About backups, you cannot be sure at 100 percent every time that no data will be lost. The best is to test it on another server. You must have at leat two types of backup :
A database backup, like pg-dump. A dump is uniquely SQL commands so you can use it to recreate the whole database, just a table, or just a few rows. You loose the data added in the meantime.
A code backup, for example a git repository.
in addition to Hartator's answer:
use replication if your DB offers it, e.g. at least master/slave replication with one slave
do database backups on a slave DB server and store them externally (e.g. scp or rsync them out of your server)
use a good version control system for your source code, e.g. Git
use a solid deploy mechanism, such as Capistrano and write your custom tasks, so nobody needs to do DB migrations by hand
have somebody you trust check your firewall setup and the security of your system in general
The DB-Dumps contain SQL-commands to recreate all tables and all data... if you were to restore only one table, you could extract that portion from a copy of the dump file and (very carefully) edit it and then restore with the modified dump file (for one table).

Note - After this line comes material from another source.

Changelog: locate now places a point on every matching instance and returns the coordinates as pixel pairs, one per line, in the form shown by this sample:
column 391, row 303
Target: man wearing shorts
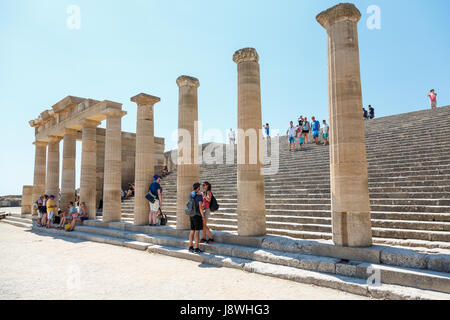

Always restore first to an independent machine and check if the data looks right. e.g. you could use one Slave server, take if offline, then restore there locally and check the data. Good if you have two slaves in your system, then the remaining system has still one master and one slave while you restore to the second slave.
To simulate a fairly simple "total disaster recovery" on Heroku, create another Heroku project and replicate your production application completely (except use a different custom domain name).
You can add multiple remote git targets to a single git repository so you can use your current production code base. You can push your database backups to the replicated project, and then you should be good to go.
The only step missing from this exercise verses a real disaster recovery is assigning your production domain to the replicated Heroku project.
If you can afford to run two copies of your application in parallel, you could automate this exercise and have it replicate itself on a regular basis (e.g. hourly, daily) based on your data loss tolerance.